Each sibling provided three stool samples, spaced two weeks apart. While 701 samples in total were received, sibling pairs with individuals that were younger than 23 months, were currently being breast-fed, or had ASD children that did not meet ASD criteria (See ASD Diagnosis Verification) were removed, leaving a total of 72 sibling pairs consisting of 432 samples from 144 different participants.
Autism Spectrum Disorder Diagnosis Verification
The Mobile Autism Risk Assessment (MARA), a parent reported behavioral questionnaire designed to screen children who are at high risk for ASD, was collected electronically from ASD participants.

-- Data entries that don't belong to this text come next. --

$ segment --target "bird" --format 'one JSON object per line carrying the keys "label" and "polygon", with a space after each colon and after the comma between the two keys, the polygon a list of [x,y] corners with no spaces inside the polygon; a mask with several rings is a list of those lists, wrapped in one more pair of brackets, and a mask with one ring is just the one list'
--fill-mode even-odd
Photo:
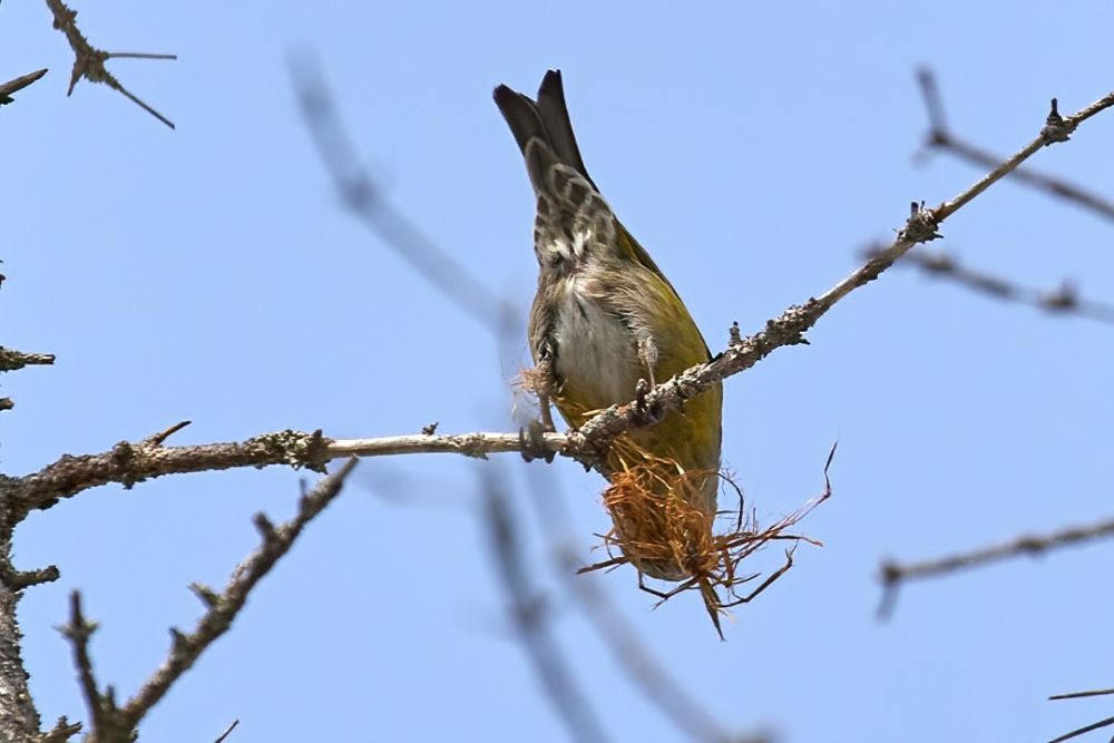
{"label": "bird", "polygon": [[[629,402],[644,394],[647,384],[653,389],[712,356],[673,284],[588,175],[560,71],[546,72],[536,98],[506,85],[494,95],[537,198],[538,287],[528,338],[540,423],[554,430],[551,401],[565,421],[578,428],[595,412]],[[687,400],[683,410],[623,434],[604,461],[604,476],[615,488],[629,481],[622,473],[633,467],[643,475],[651,468],[641,481],[649,482],[655,508],[663,509],[670,496],[678,497],[710,532],[719,491],[722,402],[722,387],[715,384]],[[632,542],[653,541],[655,535],[635,534],[615,509],[612,515],[616,528],[627,532],[622,544],[639,578],[645,574],[676,581],[693,574],[694,566],[676,550],[643,550],[639,556]]]}

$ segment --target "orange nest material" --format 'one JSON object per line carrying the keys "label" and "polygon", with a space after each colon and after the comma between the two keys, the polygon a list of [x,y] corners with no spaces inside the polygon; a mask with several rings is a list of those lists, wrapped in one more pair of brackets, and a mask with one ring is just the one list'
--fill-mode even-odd
{"label": "orange nest material", "polygon": [[[604,506],[614,526],[606,535],[597,536],[604,540],[609,558],[580,568],[579,573],[631,563],[638,569],[638,587],[662,602],[686,590],[698,590],[722,639],[721,614],[751,600],[784,575],[792,567],[793,550],[801,541],[820,546],[819,541],[791,534],[789,529],[831,496],[828,468],[836,448],[832,447],[824,466],[824,492],[765,528],[759,527],[753,512],[744,517],[742,492],[725,475],[686,472],[676,462],[641,453],[641,462],[625,463],[622,470],[609,475],[610,486],[604,491]],[[712,515],[693,505],[700,502],[695,496],[707,477],[721,477],[735,489],[737,511]],[[734,517],[731,529],[714,534],[713,521],[725,516]],[[740,564],[771,541],[793,542],[785,550],[785,561],[753,590],[740,595],[740,586],[761,576],[759,573],[740,574]],[[643,581],[643,573],[647,571],[675,575],[680,584],[670,592],[655,590]]]}

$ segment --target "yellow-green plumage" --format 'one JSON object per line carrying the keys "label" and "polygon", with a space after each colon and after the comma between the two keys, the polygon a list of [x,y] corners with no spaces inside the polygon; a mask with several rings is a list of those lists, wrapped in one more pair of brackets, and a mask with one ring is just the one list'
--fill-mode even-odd
{"label": "yellow-green plumage", "polygon": [[[543,391],[551,394],[565,420],[578,427],[593,412],[634,399],[639,379],[663,382],[707,361],[707,345],[668,280],[588,176],[560,74],[546,75],[537,100],[506,86],[496,89],[495,98],[538,197],[539,274],[530,351],[551,378],[543,382]],[[685,499],[710,522],[719,489],[714,473],[720,467],[721,404],[722,389],[716,385],[687,401],[683,412],[629,432],[608,456],[609,479],[632,465],[638,450],[681,471],[704,473],[685,491]],[[639,567],[665,579],[686,575],[657,560]]]}

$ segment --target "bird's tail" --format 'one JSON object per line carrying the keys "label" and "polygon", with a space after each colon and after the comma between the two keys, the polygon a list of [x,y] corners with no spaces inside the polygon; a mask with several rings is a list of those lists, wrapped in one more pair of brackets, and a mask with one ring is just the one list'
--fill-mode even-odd
{"label": "bird's tail", "polygon": [[545,183],[545,174],[555,164],[561,164],[576,169],[596,188],[576,145],[558,70],[546,72],[537,100],[500,85],[495,89],[495,102],[526,157],[526,168],[535,187]]}

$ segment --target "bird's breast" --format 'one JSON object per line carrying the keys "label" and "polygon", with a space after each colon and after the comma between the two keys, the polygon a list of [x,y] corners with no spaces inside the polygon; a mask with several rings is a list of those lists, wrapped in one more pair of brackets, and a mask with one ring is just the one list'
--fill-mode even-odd
{"label": "bird's breast", "polygon": [[554,326],[561,397],[584,410],[629,401],[639,377],[629,330],[600,306],[589,284],[576,273],[561,281]]}

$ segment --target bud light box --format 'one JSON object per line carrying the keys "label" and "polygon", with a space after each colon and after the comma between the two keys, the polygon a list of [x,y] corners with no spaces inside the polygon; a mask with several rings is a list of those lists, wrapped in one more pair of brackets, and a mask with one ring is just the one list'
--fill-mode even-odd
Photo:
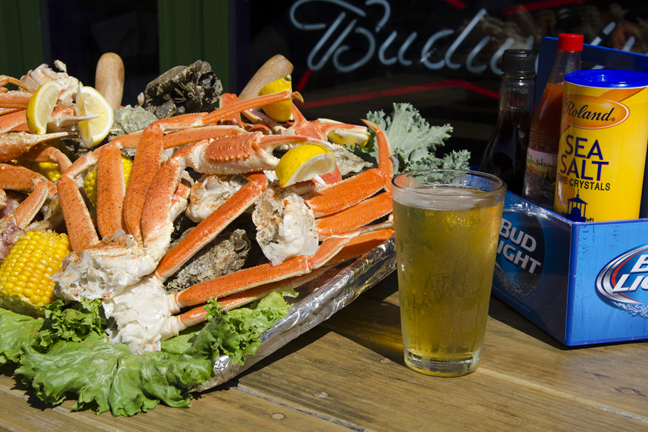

Additionally, parents submitted a short video of their child with and child without ASD via encrypted file share to be rated for ASD symptoms on a set of 30 behavioral features. Scores across multiple raters were fed to previously published Machine Learning classifiers to predict ASD risk scores. By combining these risk scores with the parent-report screening tool (MARA), as well as parent-reported physician diagnosis, diagnosis was confirmed using majority rules consensus. Three children and their TD siblings were excluded for whom the consensus did not agree with original parent diagnosis.
Stool Collection and Storage
Every two weeks, caretakers of participants collected a sample using a provided toilet collection kit, and shipped it back at room temperature in preservation buffer (Norgen Biotek, ON, Canada). At the initial timepoint, caretakers also collected a second sample that was immediately frozen at home at −20° C., then shipped back overnight with two ice packs provided to the participants. Once received, stool samples were stored at −80° C. until processing.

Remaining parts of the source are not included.